Tom A    Posted 03-01-2001 at 03:27:33       [Reply]  [Send Email]
We've kept 15 hens for home use for several years now. We got an old semi-endangered breed called Dominiques--pre-cursors to the Barred Rocks--and love them. They're considered dual-purpose, those ours are just for eggs. Average about 10 eggs per day for the first full year of laying, then the production decreases slightly. The older breeds are great (Dominique, Barred Rocks etc) because they forage for much of their own food (we do provide feed, but for most of the year they ignore it and prefer to find their own), and are 'street smart.' Have had two hawks attempt to get one of ours and the hawk has lost both times...saw a feral cat try to get one, and the flock ran it off with its tail between its legs. Our own cats give the hens a wide berth. My only concern would be with the baby chicks...have to keep the cats away til their 3/4 grown.

Lots of chick suppliers out there--mail order works fine, but try to find one relatively close to you so they don't spend more than a day or so in the mail. Get a book now before you start, there's several decent ones on raising chicks and chickens that are quick reads.

Good luck, have fun,


MikeinKS    Posted 02-28-2001 at 18:10:10       [Reply]  [Send Email]
I dont know what mom has but the cats dont mess with the chickens at all. In fact the cats wait at the door for scraps and if they don't grab and run the chickens will take what ever they can from the cats( ive never seen the chickens mess with the cat food ) I've seen 4 chickens attacking a cat over scraps, It tryed to make a run for it and the chickens followed pecking him till he droped it.

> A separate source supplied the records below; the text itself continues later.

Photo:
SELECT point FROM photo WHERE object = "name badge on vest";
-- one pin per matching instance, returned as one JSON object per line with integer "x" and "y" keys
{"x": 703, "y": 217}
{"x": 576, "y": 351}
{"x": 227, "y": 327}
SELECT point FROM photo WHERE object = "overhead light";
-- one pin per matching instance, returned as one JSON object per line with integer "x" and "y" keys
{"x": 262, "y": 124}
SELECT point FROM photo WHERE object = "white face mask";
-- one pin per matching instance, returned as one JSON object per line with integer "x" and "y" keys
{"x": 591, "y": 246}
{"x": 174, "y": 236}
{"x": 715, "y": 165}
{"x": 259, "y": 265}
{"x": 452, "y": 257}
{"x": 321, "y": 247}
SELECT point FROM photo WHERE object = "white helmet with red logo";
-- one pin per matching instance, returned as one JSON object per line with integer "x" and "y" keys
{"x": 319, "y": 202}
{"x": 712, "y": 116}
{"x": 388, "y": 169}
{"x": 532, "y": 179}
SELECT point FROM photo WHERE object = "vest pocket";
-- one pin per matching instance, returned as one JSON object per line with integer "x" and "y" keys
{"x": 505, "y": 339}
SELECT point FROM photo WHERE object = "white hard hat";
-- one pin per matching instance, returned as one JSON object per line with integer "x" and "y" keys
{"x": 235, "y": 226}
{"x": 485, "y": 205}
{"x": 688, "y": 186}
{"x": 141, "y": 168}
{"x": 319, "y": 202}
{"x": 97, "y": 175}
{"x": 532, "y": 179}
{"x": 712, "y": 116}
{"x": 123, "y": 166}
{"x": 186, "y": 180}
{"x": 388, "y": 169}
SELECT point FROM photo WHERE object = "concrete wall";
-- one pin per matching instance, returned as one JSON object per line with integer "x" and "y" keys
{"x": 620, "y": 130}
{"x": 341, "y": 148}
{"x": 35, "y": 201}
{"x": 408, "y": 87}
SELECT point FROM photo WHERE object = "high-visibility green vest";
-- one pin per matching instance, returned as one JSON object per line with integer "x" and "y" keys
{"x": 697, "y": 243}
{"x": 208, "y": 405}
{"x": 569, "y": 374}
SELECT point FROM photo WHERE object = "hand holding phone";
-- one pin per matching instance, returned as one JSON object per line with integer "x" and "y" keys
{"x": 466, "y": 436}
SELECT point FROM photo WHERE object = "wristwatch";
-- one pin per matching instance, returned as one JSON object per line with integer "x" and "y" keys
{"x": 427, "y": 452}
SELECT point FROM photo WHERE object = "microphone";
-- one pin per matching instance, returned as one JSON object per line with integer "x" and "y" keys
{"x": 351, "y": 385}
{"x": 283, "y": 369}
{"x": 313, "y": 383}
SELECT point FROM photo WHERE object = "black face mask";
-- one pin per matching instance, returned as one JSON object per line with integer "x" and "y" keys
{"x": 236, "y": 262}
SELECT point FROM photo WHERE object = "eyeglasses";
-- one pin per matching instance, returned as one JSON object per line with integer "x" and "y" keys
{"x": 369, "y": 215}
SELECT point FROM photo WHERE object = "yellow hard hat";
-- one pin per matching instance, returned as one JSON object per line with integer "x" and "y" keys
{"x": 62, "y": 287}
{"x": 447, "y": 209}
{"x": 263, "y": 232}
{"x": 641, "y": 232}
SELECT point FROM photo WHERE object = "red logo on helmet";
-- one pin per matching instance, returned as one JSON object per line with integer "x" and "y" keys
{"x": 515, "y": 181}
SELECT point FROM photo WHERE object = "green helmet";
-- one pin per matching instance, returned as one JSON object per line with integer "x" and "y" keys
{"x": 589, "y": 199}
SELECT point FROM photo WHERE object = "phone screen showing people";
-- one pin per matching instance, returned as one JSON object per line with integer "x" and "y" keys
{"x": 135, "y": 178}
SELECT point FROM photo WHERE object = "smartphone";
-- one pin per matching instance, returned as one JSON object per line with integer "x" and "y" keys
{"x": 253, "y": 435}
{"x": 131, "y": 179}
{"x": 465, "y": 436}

F14    Posted 02-28-2001 at 14:51:00       [Reply]  [No Email]
If you want a good, hardy chicken that lays large brown eggs, good producers and easy keepers, with a good dispostion, go with the Black Sexlink. It's a cross-bred bird, specifically selected for laying. They are commonly available at any Feed & Seed type store. They will lay an egg every other day or slightly more.

If you want a dual-purpose bird (eggs and invite one to be dinner occasionally) Barred Rocks are hard to beat.

Rhode Island Reds and Leghorns tend to be kind of aggressive, which isn't good around kids.